Sebagai orang yang terlahir dan dibesarkan di Padang, maka kebiasaan tawar-menawar, sudah melekat pekat dalam diri. Walapun sudah banyak berubah, namun sesekali kebiasaan tersebut mencuat kembali ke permukaan. Bukan lantaran pelit, apalagi ingin menekan penjual, namun rasa seni berjual beli, kalau dulu justru nilainya terletak pada tawar menawar. Dan di era mileneal ini, satu-satunya pasar yang masih menerapkan sistim ini adalah pasar pasar tradisional. Walaupun tidak semua barang boleh ditawar, tapi masih ada peluang untuk meraskan sensasi tawar menawar, terutama bagi kaum wanita. Kalau berbelanja di Mall atau di supermarket, semua harga sudah dipasang label harga dan tidak bisa ditawar lagi.
Negara yang masih memegang tradisi tawar menawar ini, setahu saya ada di negeri China.Tapi saya sudah beberapa tahun tidak berkunjung lagi ke sana, boleh jadi sudah ada perubahan. Malahan pada waktu itu, ketika kami dibawa oleh pramuwisata ke tempat perbelanjaan, harga barang bisa dapat diperoleh hingga 50 persen dari harga yang ditawarkan
Karena itu ada persepsi yang keliru, bahwa orang yang senang tawar menawar adalah orang yang tipis rasa belas kasihnya. Jangan lupa, bahwa tidak semua pedagang itu jujur, apalagi bila yang datang berbelanja adalah orang asing, maka seringkali pedagang menggunakan taktik ”aji mumpung”, yakni bisa mengeruk keuntungan hingga 200 persen..
Membedakan Mana Yang Patut Ditawar
Tentu saja tawar menawar ini jangan diterapkan pada penjual bakso atau pedagang kecil lainnya, yang menawarkan buah papaya atau pisang. Masa iya kita tega menawar harga semangkuk bakso atau sepiring sate? Inilah yang dimaksudkan dengan kearifan hidup. Yakni dapat membedakan, kapan boleh tawar menawar dan kapan jangan menawar lagi. Kapan memberi dan kapan mencari keuntungan.

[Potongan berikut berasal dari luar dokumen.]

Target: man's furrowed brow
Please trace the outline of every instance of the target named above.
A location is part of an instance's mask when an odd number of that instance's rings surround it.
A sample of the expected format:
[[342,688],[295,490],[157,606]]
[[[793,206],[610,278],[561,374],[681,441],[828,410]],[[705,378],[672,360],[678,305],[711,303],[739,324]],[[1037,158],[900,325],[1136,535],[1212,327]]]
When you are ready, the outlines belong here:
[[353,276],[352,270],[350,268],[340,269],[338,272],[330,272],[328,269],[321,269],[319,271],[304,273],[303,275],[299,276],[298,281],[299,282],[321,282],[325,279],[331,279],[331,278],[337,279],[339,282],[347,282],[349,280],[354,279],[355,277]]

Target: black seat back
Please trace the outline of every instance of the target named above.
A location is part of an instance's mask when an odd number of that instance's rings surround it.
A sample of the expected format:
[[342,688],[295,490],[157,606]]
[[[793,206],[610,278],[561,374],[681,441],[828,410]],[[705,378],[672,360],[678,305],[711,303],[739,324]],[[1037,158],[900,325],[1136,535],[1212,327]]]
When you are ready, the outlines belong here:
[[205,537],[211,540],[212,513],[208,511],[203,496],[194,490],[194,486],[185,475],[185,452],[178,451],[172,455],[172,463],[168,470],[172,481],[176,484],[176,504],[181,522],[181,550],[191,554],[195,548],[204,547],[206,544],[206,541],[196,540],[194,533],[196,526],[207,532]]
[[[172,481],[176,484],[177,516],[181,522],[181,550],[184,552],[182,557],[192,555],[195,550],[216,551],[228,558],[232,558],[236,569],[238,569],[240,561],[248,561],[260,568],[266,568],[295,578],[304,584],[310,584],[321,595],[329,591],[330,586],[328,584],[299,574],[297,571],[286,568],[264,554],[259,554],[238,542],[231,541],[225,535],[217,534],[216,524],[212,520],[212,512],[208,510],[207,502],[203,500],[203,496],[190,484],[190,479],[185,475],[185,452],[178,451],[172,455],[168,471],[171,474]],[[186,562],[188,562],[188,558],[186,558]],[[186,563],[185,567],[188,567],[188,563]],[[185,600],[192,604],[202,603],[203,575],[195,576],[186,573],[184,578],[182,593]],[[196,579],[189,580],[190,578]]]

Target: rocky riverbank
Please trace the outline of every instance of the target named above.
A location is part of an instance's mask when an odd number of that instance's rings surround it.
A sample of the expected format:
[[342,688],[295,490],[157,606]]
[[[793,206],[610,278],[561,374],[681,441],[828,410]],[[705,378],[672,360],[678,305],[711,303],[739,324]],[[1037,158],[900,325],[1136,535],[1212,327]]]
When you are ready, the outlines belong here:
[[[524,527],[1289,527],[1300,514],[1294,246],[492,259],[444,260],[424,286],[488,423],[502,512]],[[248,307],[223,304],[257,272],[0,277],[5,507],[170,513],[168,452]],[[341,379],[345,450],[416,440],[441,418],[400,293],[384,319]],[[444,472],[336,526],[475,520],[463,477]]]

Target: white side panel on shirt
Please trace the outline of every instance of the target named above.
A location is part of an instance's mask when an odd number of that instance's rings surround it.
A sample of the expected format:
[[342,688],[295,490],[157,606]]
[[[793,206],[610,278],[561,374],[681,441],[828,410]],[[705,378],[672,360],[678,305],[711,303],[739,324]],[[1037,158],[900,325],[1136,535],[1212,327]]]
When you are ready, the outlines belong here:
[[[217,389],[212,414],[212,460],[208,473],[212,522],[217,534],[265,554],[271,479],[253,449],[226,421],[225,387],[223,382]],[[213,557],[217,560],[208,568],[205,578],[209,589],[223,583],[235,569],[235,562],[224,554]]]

Bingung Ketika Bebas Menentukan Harga Barang
Nah, ternyata kemarin kami lagi berada di Bazaar yang diadakan di Whitford. Anehnya barang barang yang dipajang disana, tidak ada petugas yang melayani. Pokoknya silakan memilih barang barang yang dikehendaki dan kemudian tentukan sendiri harganya dan masukan pembayaran ke dalam kotak yang disediakan. Bukan hanya pembeli lain, tapi istri saya juga jadi bingung, mau bayar berapa? Ternyata jauh lebih enak melakukan tawar menawar dengan penjualnya, ketimbang disuruh menentukan harga sendiri.
Mau dibayar harga murah, rasanya tidak tegaan, maka terpaksa membayar dengan harga yang lebih tinggi. Secara psikologis, panitia yang menjual, sudah berhasil dalam taktik bisnisnya. Karena para wanita yang berbelanja Self Service, dengan apa boleh buat, terpaksa membayar barang-barang dengan harga yang lebih tinggi daripada biasanya. Misalnya satu set piring kaca yang terdiri dari 4 buah piring besar dan kecil, mau dibayar berapa? Semua barang adalah sumbangan dari berbagai pihak. Yang terdiri dari barang kebutuhan rumah tangga dan permainan anak-anak..
Nah, apakah ada yang berlaku curang, mengambil barang-barang seharga 100 dolar dan kemudian hanya memasukkan ke dalam kotak, uang recehan, tentu itu urusannya dengan Tuhan. Karena semua hasil penjualan, adalah untuk disumbangkan kepada para pengungsi dan orang-orang homeless.
Mungkinkah Hal Ini Diterapkan di Negeri Kita?
Sempat saya terpikir, mungkinkah cara seperti ini diterapkan di negeri kita? Yakni barang-barang dipajang dan kemudian disediakan sebuah kotak, dimana para pembeli menentukan harga barang dan memasukan uang ke dalam kotak? Tidak ada yang mengawasi dan tidak ada camera CCTV disana. Mungkin nggak ya?